BTN has responded by penetrating local media with advertisements encouraging fans to switch to one of its carriers, Direct TV, which is not coincidentally also owned by Rupert Murdoch.

In this case I sympathize with the major cable companies, which is truly uncharacteristic of my beliefs, in that I and many others with low incomes and limited funds are tired of being nickled and dimed to death with rates that seem arbitrary to most but can be crucial to some. And although cable isn’t a true utility, it’s considered a utility to people of low-income, the elderly, and the infirm, people who need to fit entertainment into a tight budget, and people who rely on static rates to keep tight budgets within reason. I figure while most people really don’t care about Podunk U’s lacrosse team and don’t want to spend the additional cash, the diehard fans will find a way to pay for the additional programming, and BTN will have to settle for a business plan that doesn’t turn around its expenses quite as much as they’d like.

On the other hand, this is also an opportunity for lesser-known and lesser-lauded athletes to get major coverage and money for their efforts — and a huge portion of the reported events that will be covered by the BTN are women’s sports, a huge chunk of the athletic populace that has historically been ignored and ridiculed. What better way to get them extra attention and encourage more young women into college sports? Unfortunately the BTN isn’t capitalizing on these kinds of athletic underdogs, instead positing itself as a victim of unfair contracts and legal obligations, leaving out the fact that it’s fourth in line to pick games to carry after ESPN, ESPN2, and network TV. Have a kid on the college swim team? You want the Big Ten Network. Want to catch your favorite team’s basketball game? It’s probably on ESPN.

[Further compounding the situation is the typical consumer argument that cable companies should be offering channel by channel plans, a technology that isn't possible until all services are offered digitally instead of analog. Editorial opinion pieces in newpapers across the region lament that companies aren't providing services that don't exist yet, and customers agree. Someday, someday, but until then content has to be affordable.]

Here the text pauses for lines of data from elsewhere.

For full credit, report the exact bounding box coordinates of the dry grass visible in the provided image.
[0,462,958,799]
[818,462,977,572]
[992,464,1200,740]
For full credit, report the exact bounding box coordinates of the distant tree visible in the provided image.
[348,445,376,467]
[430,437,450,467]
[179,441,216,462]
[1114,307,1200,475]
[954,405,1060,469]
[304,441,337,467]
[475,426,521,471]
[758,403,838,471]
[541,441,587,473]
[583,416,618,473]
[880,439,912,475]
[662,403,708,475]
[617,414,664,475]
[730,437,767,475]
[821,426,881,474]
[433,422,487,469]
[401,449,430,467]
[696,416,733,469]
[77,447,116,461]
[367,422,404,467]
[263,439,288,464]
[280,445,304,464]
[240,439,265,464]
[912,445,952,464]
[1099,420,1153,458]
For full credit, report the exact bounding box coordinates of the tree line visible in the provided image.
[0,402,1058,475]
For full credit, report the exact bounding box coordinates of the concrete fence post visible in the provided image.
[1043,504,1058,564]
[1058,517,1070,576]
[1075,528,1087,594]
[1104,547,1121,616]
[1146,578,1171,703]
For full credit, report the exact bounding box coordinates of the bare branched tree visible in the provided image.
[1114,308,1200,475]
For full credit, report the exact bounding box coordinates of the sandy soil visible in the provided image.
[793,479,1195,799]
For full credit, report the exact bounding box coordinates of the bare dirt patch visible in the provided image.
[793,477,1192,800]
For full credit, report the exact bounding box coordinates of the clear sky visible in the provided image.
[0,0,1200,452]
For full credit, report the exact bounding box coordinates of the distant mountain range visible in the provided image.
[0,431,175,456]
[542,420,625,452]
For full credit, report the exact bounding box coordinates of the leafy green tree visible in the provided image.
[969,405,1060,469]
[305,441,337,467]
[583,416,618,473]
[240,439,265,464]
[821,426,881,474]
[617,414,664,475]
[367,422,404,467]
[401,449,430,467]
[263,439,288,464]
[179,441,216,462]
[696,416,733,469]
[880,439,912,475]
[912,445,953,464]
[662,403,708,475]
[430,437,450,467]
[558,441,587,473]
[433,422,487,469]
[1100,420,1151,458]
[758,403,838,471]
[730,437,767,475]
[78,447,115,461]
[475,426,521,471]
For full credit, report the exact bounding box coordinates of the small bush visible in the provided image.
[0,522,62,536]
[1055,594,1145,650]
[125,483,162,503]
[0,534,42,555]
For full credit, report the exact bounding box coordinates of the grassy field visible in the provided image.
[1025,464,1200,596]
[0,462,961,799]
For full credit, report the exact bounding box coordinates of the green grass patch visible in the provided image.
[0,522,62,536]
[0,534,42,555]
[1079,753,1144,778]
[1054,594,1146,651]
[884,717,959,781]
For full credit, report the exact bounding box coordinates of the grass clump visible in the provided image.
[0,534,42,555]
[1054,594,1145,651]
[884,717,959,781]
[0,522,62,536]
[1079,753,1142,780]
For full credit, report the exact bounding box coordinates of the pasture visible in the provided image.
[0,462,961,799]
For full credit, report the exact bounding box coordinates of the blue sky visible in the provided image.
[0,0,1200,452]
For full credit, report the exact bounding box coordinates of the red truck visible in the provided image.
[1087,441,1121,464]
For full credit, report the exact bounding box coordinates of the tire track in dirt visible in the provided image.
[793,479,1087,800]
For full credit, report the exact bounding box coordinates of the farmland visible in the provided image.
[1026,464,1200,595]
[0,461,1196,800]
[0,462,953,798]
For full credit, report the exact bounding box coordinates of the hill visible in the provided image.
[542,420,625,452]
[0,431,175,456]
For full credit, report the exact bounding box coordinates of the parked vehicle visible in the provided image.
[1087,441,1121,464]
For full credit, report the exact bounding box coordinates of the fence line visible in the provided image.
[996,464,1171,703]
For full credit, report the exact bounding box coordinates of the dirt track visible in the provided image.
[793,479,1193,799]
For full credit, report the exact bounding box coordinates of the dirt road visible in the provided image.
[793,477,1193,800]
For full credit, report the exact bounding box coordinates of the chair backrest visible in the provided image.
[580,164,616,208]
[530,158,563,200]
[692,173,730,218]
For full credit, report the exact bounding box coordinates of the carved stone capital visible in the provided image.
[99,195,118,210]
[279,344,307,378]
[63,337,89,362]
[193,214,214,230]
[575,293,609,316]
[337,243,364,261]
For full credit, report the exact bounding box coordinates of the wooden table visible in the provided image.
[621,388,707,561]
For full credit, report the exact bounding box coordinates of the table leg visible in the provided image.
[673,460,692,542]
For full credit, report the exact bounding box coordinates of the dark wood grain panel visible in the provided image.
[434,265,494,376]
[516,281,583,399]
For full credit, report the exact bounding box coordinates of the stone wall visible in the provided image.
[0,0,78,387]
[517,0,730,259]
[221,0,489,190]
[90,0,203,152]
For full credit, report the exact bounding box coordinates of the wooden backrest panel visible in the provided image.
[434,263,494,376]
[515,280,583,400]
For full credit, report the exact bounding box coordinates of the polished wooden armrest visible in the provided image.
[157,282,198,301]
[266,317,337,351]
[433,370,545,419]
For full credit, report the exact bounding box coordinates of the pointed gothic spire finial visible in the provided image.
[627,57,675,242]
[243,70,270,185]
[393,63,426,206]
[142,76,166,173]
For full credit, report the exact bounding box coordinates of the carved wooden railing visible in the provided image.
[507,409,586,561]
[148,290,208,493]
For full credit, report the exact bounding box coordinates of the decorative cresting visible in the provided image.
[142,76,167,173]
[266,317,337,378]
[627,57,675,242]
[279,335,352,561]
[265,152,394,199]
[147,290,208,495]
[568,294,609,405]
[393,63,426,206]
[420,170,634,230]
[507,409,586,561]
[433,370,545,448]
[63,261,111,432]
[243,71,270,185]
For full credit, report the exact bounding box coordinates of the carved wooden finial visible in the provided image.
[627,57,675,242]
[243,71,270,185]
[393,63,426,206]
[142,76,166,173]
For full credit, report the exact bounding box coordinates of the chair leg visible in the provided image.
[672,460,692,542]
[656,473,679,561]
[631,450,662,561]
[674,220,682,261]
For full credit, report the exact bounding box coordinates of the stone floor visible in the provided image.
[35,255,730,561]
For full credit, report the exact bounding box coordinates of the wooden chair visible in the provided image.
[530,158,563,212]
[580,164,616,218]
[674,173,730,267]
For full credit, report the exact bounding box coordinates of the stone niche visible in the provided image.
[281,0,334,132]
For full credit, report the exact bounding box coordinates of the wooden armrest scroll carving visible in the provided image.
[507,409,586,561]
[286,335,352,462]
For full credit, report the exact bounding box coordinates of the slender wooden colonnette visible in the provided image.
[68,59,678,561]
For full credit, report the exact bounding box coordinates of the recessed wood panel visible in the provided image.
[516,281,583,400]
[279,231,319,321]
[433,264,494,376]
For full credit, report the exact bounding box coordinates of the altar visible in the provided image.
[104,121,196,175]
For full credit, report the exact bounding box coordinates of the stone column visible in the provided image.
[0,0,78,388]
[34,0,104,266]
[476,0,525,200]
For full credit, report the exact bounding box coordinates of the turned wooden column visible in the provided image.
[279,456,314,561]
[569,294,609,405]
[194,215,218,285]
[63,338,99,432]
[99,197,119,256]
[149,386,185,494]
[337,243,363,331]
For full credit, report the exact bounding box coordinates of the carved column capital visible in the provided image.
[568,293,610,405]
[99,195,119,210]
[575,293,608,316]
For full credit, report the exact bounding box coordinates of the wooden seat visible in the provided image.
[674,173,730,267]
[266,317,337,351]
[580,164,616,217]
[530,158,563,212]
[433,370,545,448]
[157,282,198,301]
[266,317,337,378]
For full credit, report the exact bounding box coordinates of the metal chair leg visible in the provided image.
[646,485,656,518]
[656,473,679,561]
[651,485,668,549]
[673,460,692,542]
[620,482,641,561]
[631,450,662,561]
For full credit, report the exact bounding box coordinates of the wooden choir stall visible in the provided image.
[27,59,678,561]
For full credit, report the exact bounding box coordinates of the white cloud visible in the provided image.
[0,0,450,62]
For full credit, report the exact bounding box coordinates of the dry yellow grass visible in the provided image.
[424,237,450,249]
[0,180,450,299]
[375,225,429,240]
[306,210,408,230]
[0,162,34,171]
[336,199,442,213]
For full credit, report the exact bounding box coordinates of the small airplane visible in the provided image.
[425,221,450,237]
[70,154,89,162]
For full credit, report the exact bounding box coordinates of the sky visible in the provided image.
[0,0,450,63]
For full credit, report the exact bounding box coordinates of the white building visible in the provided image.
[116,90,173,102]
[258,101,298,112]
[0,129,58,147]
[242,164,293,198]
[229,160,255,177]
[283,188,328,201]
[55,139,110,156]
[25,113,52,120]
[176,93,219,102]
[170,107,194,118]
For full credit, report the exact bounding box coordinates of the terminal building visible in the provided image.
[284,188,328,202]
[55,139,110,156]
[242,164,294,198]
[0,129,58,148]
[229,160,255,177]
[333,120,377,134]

At the time this piece is written, Comcast has ended negotiations with BTN and Time-Warner and Dish Network haven’t been able to reach a distribution agreement. Meanwhile, BTN is flooding the market with a lot of noise implying that the cable companies are being greedy and that Big Cable will lose subscribers to its sister company Direct TV. Never mind that the cable companies have already offered to carry the network in a specialized format.

I don’t have any dog in this fight other than resisting another rise in my monthly cable bill, but I’m sure others have opinions. Any sports fans in the audience?